The security requirements for Hidden Door gave us an opening to discuss the peril of depending on an AI storyteller to relay tales set in foreboding or violent environments. Mason explained that the word “Nazi” cannot be used by default on the platform (to better prevent white supremacy from sneaking onto the platform), but that it might be allowed in certain contexts, such as an Indiana Jones-style experience in which players are punching Nazis left and right.
Ask my old Dungeons & Dragons party, who tried to seduce every opponent the GM threw at us, about how gamers in tabletop-type settings typically want to explore the darker or more sensual sides of the human experience. Can those players really push Hidden Door to its limits?
For the most part, “we let our developers and our authors whose IP we’re embracing set where they desire those limits to be,” as Mason put it.

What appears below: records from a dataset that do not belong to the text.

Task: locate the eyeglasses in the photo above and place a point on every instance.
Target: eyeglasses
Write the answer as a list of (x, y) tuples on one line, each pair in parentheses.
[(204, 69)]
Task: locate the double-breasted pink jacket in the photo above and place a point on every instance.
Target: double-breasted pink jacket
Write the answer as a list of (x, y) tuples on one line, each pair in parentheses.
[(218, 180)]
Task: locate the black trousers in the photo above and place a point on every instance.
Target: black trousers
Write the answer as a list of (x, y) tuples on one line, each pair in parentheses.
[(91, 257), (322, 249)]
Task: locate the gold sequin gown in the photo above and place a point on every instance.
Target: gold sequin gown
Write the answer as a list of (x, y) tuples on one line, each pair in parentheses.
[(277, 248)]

The goal of Hidden Door is, once again, to try and allow the creatives select where the limits of the story are, even though there are certain types of content the platform would never consider hosting (such as sexualized material involving kids).

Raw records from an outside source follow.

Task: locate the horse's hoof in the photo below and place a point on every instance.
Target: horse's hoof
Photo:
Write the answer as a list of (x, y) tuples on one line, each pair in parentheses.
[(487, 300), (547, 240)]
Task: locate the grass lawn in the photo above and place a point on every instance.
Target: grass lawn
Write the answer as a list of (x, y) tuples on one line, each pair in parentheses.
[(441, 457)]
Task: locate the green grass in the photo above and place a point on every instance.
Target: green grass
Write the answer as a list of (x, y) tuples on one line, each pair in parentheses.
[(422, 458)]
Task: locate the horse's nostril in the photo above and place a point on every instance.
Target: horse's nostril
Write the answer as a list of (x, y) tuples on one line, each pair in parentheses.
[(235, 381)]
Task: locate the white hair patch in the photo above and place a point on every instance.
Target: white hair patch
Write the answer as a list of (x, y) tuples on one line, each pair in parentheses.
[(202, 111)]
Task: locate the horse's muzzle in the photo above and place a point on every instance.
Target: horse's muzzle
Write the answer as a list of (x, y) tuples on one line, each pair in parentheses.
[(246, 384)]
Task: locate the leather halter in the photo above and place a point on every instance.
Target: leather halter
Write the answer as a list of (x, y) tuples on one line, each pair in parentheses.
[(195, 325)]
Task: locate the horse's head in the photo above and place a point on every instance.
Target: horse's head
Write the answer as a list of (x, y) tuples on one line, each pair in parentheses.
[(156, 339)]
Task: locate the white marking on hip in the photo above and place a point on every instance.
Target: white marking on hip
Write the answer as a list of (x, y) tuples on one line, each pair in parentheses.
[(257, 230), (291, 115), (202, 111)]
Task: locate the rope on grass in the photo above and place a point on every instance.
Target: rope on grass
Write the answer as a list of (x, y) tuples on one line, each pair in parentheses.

Mason remarked that her colleagues had to deal with some reasonable gamer concerns even in a copyright-free setting like Frank L. Baum’s The Wizard of Oz (the inspiration for the actual playable tale world in the video game). Someone in our Discord server recently requested whether they might kiss Glinda the Good Witch, she said. She initially said, “Well, you could, but she (Glinda) may not like that.”
The company may have allowed the kiss but imposed strict limits on how it could develop into anything more sexual.

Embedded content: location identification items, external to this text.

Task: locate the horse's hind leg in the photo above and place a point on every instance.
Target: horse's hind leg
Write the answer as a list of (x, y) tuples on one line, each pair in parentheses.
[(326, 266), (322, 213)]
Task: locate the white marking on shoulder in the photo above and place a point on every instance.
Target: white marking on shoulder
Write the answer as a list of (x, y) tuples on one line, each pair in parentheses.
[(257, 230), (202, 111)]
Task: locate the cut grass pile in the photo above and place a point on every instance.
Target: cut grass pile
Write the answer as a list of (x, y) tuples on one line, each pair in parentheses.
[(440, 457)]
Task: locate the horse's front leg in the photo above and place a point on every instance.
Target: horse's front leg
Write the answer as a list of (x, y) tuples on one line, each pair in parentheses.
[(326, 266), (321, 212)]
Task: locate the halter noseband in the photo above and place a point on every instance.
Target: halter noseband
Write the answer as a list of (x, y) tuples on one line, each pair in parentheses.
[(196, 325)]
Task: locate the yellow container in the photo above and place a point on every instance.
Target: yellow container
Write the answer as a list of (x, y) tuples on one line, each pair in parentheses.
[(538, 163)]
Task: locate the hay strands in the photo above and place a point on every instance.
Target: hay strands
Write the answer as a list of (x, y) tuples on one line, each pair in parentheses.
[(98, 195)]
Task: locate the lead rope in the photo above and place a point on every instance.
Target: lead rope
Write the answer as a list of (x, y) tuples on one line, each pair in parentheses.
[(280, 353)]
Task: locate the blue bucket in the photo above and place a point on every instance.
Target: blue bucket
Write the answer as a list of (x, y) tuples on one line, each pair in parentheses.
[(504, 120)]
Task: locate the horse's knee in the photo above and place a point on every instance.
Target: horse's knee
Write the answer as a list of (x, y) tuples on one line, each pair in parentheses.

Calling it “AI” assists corporations sidetrack from potential labor theft
Even the abbreviation “AI” can be used to obscure the true financial impact of the innovation by conjuring up the danger of imaginary intense AI beings like Skynet, SHODAN, Lore, etc., as Mason pointed out, which is an interesting point about the “worth” developed by generative AI.
She does not believe the technology she is working with is capable of producing artificial intelligence and even tried to market it under a different name at her former company. She recalled, “I fought strongly to use the word ‘artificial intelligence’ and not ‘expert system. I tried my hand at ‘device intelligence,’ but the market didn’t go for it. (Regardless of her reluctance, we must bear in mind that Hidden Door’s advertising places heavy emphasis on the efficacy of “narrative AI”).
Her reluctance to use the phrase is supported by the doomsday predictions pushed by OpenAI CEO Sam Altman and leading Twit Elon Musk. When asked about the effects of growing such systems on the economy, she said, “I find that discussion is typically disruptive from the genuine damages of scaling these systems.” “I’d personally encourage people to focus on the moment we’re in and the impact on labour markets, the impact on different tasks, and how we think about dispersing the benefits relatively,” the author.
Launching Hidden Door during the AI-soaked PC Gaming Show captures the peculiar time in which we find ourselves. There is legitimate worry that generative AI may strip artists of their livelihood while creating value for businesses. There are also designers and toolmakers investigating the technology’s limitations to improve it.
One is not superior to the other, but if the harm caused by generative AI innovation persists, people may become less receptive to its widespread application in everyday life.